10 Layer structure of LED growth 11 Sapphire substrate 12 h-BN
13 Si-doped AlGaN
14 Si-doped GaN
15 InGaN / GaN multiple quantum well 16 Mg-doped GaN
17 Pd / Au electrode 18 In electrode 20 Peeling LED structure 21, 22 Pd / Au conductor 23, 24 Laminate film 31, 33 Translucent Pd / Au electrode 32 SiO
41, 42 Adhesive tape 43, 44 Gold wire 45, 46 Aluminum foil

Claims (8)

A buffer layer composed of a graphite-type boron nitride thin film and a Si-doped AlGaN thin film on the graphite-type boron nitride thin film;
A Si-doped GaN thin film on the buffer layer;
Multiple quantum wells on the Si-doped GaN thin film;
A nitride semiconductor structure comprising an Mg-doped GaN thin film on the multiple quantum well. A first electrode deposited on the graphite-type boron nitride thin film;
A second electrode deposited on the Mg-doped GaN thin film;
A first transparent film covering the graphite-type boron nitride thin film and the first electrode;
A second transparent film covering the Mg-doped GaN thin film and the second electrode;
The nitride semiconductor structure according to claim 1, further comprising:   The nitride semiconductor structure according to claim 2, wherein the first and second transparent films are laminate films.   The nitride semiconductor structure according to claim 2, wherein the first and second transparent films are adhesive tapes.
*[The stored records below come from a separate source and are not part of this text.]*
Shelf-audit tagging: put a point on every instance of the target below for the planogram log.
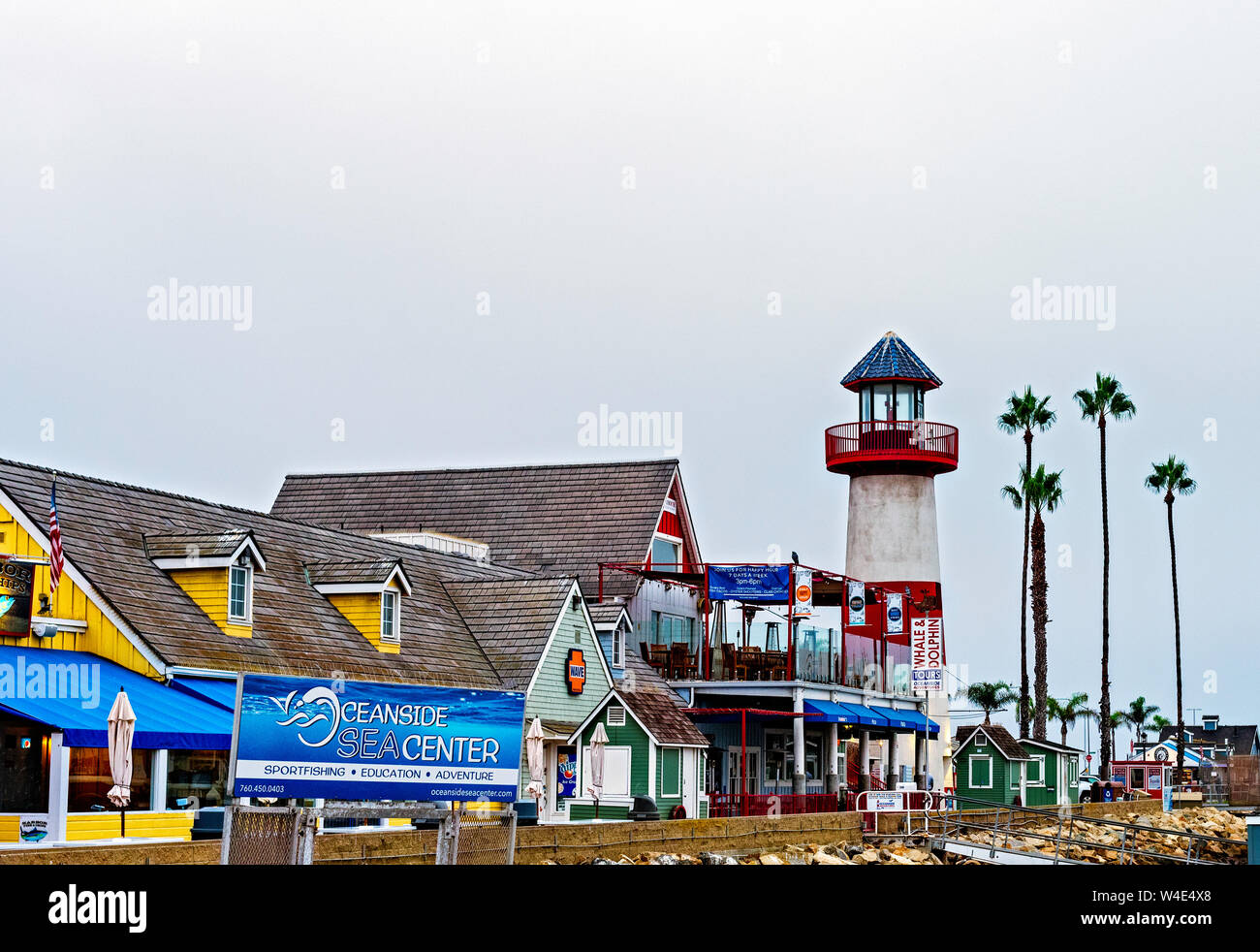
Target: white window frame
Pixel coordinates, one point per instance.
(609, 793)
(247, 617)
(970, 772)
(1041, 763)
(678, 780)
(618, 646)
(392, 636)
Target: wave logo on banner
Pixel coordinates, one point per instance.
(857, 603)
(896, 617)
(305, 713)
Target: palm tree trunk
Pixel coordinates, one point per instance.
(1108, 739)
(1181, 721)
(1024, 602)
(1038, 624)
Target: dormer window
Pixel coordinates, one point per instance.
(390, 616)
(240, 591)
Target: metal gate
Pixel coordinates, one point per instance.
(478, 839)
(266, 836)
(285, 836)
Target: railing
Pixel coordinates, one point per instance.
(759, 805)
(873, 441)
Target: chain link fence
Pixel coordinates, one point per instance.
(285, 836)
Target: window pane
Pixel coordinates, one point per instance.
(663, 554)
(883, 409)
(905, 407)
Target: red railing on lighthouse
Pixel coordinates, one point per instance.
(891, 445)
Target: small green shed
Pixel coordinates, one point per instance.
(988, 764)
(653, 750)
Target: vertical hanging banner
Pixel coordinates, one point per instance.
(928, 654)
(803, 592)
(857, 603)
(894, 615)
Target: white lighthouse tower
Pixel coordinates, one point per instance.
(893, 456)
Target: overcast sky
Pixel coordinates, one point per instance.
(461, 226)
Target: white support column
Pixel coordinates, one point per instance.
(865, 760)
(798, 742)
(833, 758)
(158, 779)
(58, 787)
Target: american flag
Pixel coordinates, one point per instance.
(54, 537)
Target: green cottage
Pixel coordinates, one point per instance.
(1053, 773)
(988, 764)
(991, 766)
(654, 750)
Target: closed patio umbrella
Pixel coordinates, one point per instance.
(122, 728)
(537, 760)
(597, 741)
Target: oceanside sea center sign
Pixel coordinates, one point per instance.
(313, 738)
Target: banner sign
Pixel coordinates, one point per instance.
(750, 583)
(566, 771)
(311, 738)
(803, 592)
(857, 603)
(894, 615)
(928, 654)
(16, 589)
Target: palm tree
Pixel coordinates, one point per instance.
(1114, 721)
(1172, 479)
(1105, 399)
(1041, 492)
(1139, 715)
(1066, 713)
(1022, 414)
(991, 696)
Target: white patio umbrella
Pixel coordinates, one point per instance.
(122, 728)
(537, 760)
(597, 741)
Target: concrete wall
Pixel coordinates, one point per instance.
(534, 843)
(893, 528)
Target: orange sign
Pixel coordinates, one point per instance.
(575, 671)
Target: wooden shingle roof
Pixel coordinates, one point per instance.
(1000, 738)
(552, 520)
(512, 619)
(295, 629)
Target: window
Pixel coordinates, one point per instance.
(239, 592)
(616, 772)
(618, 647)
(1037, 771)
(664, 553)
(981, 772)
(390, 617)
(671, 772)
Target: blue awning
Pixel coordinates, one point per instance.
(865, 715)
(833, 713)
(908, 720)
(74, 691)
(217, 691)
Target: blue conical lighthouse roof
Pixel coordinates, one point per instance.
(891, 359)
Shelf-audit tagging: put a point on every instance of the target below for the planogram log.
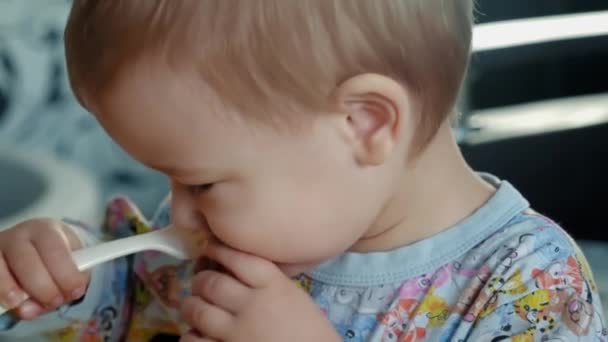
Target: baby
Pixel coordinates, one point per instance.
(312, 139)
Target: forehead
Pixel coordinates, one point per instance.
(154, 111)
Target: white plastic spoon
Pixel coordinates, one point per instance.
(180, 243)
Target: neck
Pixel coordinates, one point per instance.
(438, 189)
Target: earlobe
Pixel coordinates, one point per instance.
(374, 107)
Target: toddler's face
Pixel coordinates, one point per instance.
(296, 199)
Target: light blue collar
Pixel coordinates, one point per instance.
(377, 268)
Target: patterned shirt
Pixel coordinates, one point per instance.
(505, 273)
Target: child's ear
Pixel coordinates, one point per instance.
(375, 108)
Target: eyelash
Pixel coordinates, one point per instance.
(201, 188)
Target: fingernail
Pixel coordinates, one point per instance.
(79, 292)
(14, 298)
(56, 302)
(29, 310)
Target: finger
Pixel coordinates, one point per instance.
(251, 270)
(11, 295)
(29, 310)
(194, 336)
(191, 337)
(221, 289)
(57, 259)
(208, 319)
(32, 275)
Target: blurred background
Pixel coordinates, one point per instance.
(534, 113)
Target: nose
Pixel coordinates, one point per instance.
(184, 211)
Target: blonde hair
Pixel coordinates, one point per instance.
(258, 55)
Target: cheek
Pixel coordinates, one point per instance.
(293, 222)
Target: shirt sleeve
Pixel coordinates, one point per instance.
(556, 302)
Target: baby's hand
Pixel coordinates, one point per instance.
(35, 260)
(256, 302)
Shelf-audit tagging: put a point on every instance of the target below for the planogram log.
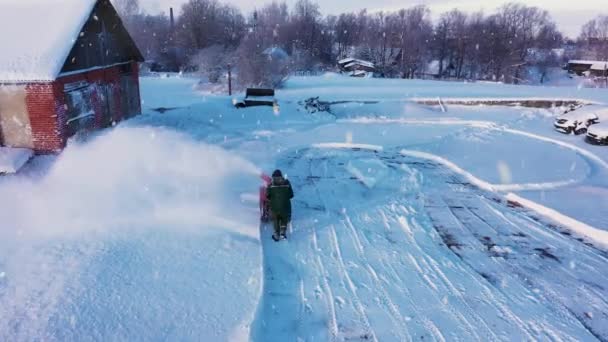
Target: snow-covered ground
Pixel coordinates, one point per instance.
(403, 227)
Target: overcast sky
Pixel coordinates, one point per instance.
(569, 15)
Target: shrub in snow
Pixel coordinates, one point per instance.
(213, 62)
(259, 69)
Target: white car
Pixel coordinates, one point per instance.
(598, 134)
(579, 120)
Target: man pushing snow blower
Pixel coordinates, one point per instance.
(279, 194)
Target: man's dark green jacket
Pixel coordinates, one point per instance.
(280, 194)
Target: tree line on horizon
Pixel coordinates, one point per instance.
(210, 36)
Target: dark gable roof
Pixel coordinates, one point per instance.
(103, 41)
(38, 36)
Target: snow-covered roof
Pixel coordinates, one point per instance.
(345, 60)
(580, 61)
(359, 62)
(350, 62)
(37, 36)
(276, 53)
(588, 112)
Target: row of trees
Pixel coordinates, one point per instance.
(405, 43)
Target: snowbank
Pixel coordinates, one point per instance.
(597, 235)
(132, 235)
(349, 145)
(12, 159)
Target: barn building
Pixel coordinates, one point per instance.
(65, 66)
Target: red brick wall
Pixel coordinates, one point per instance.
(135, 67)
(44, 112)
(47, 108)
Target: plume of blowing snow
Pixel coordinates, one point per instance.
(129, 177)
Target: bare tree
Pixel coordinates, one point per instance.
(594, 38)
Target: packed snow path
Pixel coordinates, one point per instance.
(414, 252)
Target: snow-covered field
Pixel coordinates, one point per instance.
(410, 222)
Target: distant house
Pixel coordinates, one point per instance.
(580, 67)
(65, 66)
(276, 54)
(355, 66)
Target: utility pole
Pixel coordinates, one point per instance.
(229, 79)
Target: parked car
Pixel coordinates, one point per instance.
(598, 134)
(579, 120)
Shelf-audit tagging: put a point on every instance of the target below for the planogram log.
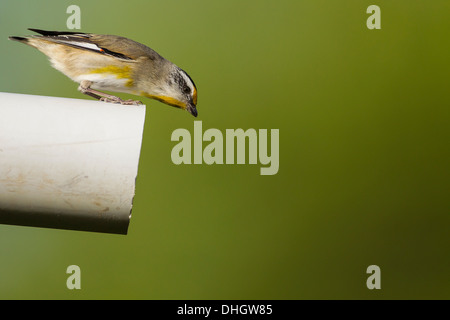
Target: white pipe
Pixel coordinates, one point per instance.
(68, 163)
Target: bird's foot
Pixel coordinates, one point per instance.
(117, 100)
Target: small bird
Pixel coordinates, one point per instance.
(114, 63)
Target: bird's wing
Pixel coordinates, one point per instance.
(115, 46)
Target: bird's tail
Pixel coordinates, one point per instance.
(20, 39)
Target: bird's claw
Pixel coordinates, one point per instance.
(117, 100)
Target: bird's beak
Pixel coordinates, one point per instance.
(192, 109)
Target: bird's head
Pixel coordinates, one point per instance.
(178, 90)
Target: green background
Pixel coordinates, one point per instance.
(364, 154)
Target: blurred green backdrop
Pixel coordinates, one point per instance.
(364, 154)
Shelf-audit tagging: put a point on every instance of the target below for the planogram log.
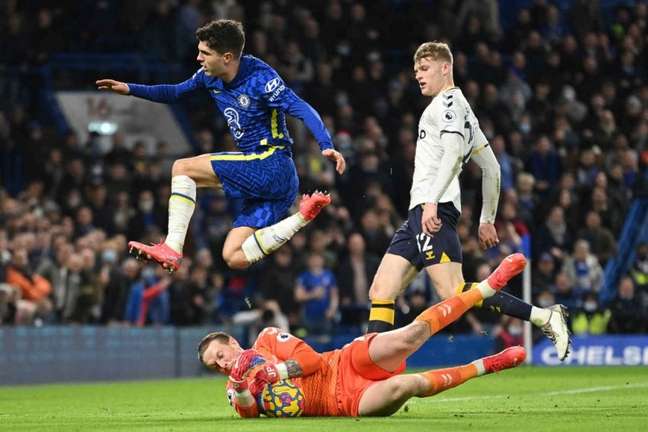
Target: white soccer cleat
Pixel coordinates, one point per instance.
(557, 331)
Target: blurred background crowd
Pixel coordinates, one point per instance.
(560, 90)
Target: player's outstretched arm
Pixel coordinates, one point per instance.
(113, 86)
(164, 93)
(485, 158)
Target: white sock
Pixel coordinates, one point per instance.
(267, 240)
(181, 205)
(485, 289)
(539, 316)
(479, 363)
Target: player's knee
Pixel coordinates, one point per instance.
(179, 167)
(398, 390)
(381, 290)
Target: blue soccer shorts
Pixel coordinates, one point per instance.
(267, 183)
(422, 250)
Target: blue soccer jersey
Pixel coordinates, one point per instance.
(255, 104)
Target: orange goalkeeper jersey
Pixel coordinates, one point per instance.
(332, 382)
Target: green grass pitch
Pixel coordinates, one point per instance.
(525, 399)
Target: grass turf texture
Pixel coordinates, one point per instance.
(534, 399)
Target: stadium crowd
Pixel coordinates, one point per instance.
(560, 91)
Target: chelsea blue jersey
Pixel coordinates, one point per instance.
(254, 104)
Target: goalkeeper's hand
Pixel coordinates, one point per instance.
(268, 373)
(113, 86)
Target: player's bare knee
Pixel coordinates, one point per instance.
(179, 167)
(398, 390)
(380, 290)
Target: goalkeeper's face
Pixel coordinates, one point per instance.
(221, 356)
(432, 75)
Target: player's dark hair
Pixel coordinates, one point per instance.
(223, 36)
(221, 337)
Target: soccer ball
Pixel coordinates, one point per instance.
(281, 399)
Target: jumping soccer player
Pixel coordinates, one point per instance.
(254, 100)
(364, 378)
(449, 136)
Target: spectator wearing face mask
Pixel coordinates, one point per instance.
(639, 273)
(628, 314)
(590, 320)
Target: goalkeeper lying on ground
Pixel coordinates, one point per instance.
(364, 378)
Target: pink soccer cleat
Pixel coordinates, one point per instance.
(507, 359)
(510, 267)
(160, 253)
(311, 205)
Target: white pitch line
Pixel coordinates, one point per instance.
(553, 393)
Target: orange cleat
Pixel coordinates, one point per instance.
(160, 253)
(507, 359)
(510, 267)
(311, 205)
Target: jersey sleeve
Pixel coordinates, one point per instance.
(288, 347)
(277, 95)
(167, 93)
(450, 115)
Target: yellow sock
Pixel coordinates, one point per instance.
(442, 314)
(382, 315)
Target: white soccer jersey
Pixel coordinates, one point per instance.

Growing a buffer layer on the sapphire substrate;
Growing a nitride semiconductor structure on the buffer layer, comprising:
Growing a Si-doped GaN thin film on the buffer layer;
Growing a multiple quantum well on the Si-doped GaN thin film;
Growing an Mg-doped GaN thin film on the multiple quantum well;
Including steps, and
Mechanically separating the buffer layer and the nitride semiconductor structure from the buffer layer to produce a stripped nitride semiconductor structure;
The method for producing a nitride semiconductor structure, wherein the buffer layer is composed of a graphite-type boron nitride thin film on the sapphire substrate and a Si-doped AlGaN thin film on the boron nitride thin film. Depositing a first electrode on the graphite-type boron nitride thin film after the separation;
Depositing a second electrode on the Mg-doped GaN thin film before the separation;
Covering the graphite-type boron nitride thin film and the first electrode with a first transparent film;
The method according to claim 5, further comprising a step of covering the Mg-doped GaN thin film and the second electrode with a second transparent film.   The manufacturing method according to claim 6, wherein the first and second transparent films are laminate films.   The manufacturing method according to claim 6, wherein the first and second transparent films are adhesive tapes.